Wu Ziqian, Feng Xujian, Yang Cuiwei
Annu Int Conf IEEE Eng Med Biol Soc. 2019 Jul;2019:1908-1912. doi: 10.1109/EMBC.2019.8856834.
Atrial fibrillation (AF) is one of the most common arrhythmias. The automatic AF detection is of great clinical significance but at the same time it remains a big problem to researchers. In this study, a novel deep learning method to detect AF was proposed. For a 10 s length single lead electrocardiogram (ECG) signal, the continuous wavelet transform (CWT) was used to obtain the wavelet coefficient matrix, and then a convolutional neural network (CNN) with a specific architecture was trained to discriminate the rhythm of the signal. The ECG data in multiple databases were divided into 4 classes according to the rhythm annotation: normal sinus rhythm (NSR), atrial fibrillation (AF), other types of arrhythmia except AF (OTHER), and noise signal (NOISE). The method was evaluated using three different wavelet bases. The experiment showed promising results when using a Morlet wavelet, with an overall accuracy of 97.56%, an average sensitivity of 97.56%, an average specificity of 99.19%. Besides, the area under curve (AUC) value is 0.9983, which showed that the proposed method was effective for detecting AF.
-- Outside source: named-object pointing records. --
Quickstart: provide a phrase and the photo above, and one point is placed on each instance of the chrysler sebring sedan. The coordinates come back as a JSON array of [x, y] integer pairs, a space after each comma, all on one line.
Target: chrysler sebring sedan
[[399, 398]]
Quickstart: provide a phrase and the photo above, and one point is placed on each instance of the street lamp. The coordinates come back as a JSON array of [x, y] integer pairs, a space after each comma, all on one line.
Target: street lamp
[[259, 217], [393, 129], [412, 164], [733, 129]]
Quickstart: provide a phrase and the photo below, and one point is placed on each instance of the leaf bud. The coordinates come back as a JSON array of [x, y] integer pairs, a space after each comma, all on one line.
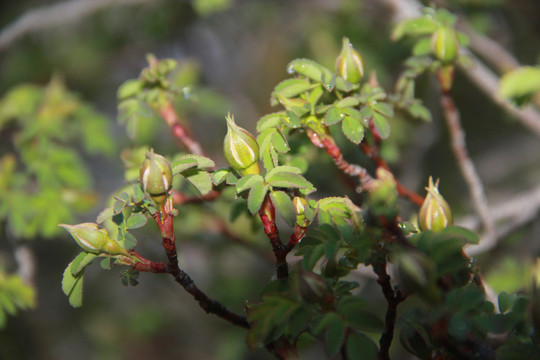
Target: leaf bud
[[241, 149], [300, 204], [94, 239], [445, 44], [349, 64], [435, 213], [156, 177]]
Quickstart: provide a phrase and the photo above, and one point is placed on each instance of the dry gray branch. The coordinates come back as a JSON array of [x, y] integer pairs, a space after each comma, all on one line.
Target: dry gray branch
[[55, 15]]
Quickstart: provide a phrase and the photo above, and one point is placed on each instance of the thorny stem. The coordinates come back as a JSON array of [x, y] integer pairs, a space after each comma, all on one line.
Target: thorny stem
[[169, 115], [468, 170], [380, 162], [267, 213], [393, 299], [211, 306]]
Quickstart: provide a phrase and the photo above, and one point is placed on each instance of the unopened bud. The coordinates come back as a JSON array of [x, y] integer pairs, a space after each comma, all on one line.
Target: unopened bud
[[300, 204], [241, 149], [350, 64], [156, 177], [435, 213], [445, 44], [94, 239]]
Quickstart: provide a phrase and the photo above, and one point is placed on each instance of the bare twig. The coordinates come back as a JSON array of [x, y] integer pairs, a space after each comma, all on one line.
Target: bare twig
[[56, 15], [468, 170]]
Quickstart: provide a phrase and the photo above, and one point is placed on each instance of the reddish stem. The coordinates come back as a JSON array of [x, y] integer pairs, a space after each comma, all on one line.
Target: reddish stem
[[380, 162], [169, 115], [211, 306]]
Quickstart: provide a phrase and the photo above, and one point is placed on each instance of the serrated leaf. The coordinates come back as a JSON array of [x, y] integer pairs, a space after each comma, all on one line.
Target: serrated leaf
[[270, 121], [81, 261], [219, 176], [72, 286], [105, 263], [136, 220], [415, 27], [105, 215], [353, 129], [292, 87], [247, 182], [182, 165], [422, 47], [284, 206], [383, 109], [334, 115], [381, 125], [203, 162], [256, 196], [349, 101], [335, 336]]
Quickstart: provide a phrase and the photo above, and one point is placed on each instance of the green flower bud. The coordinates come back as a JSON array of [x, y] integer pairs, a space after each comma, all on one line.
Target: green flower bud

心房颤动(AF)是最常见的心律失常之一。自动房颤检测具有重大的临床意义,但同时对研究人员来说仍然是一个大问题。在本研究中,提出了一种用于检测房颤的新型深度学习方法。对于时长为10秒的单导联心电图(ECG)信号,使用连续小波变换(CWT)获得小波系数矩阵,然后训练具有特定架构的卷积神经网络(CNN)来判别信号的节律。多个数据库中的心电图数据根据节律标注分为4类:正常窦性心律(NSR)、心房颤动(AF)、除房颤外的其他类型心律失常(OTHER)和噪声信号(NOISE)。该方法使用三种不同的小波基进行评估。实验表明,使用莫雷小波时结果很有前景,总体准确率为97.56%,平均灵敏度为97.56%,平均特异性为99.19%。此外,曲线下面积(AUC)值为0.9983,表明所提出的方法对检测房颤有效。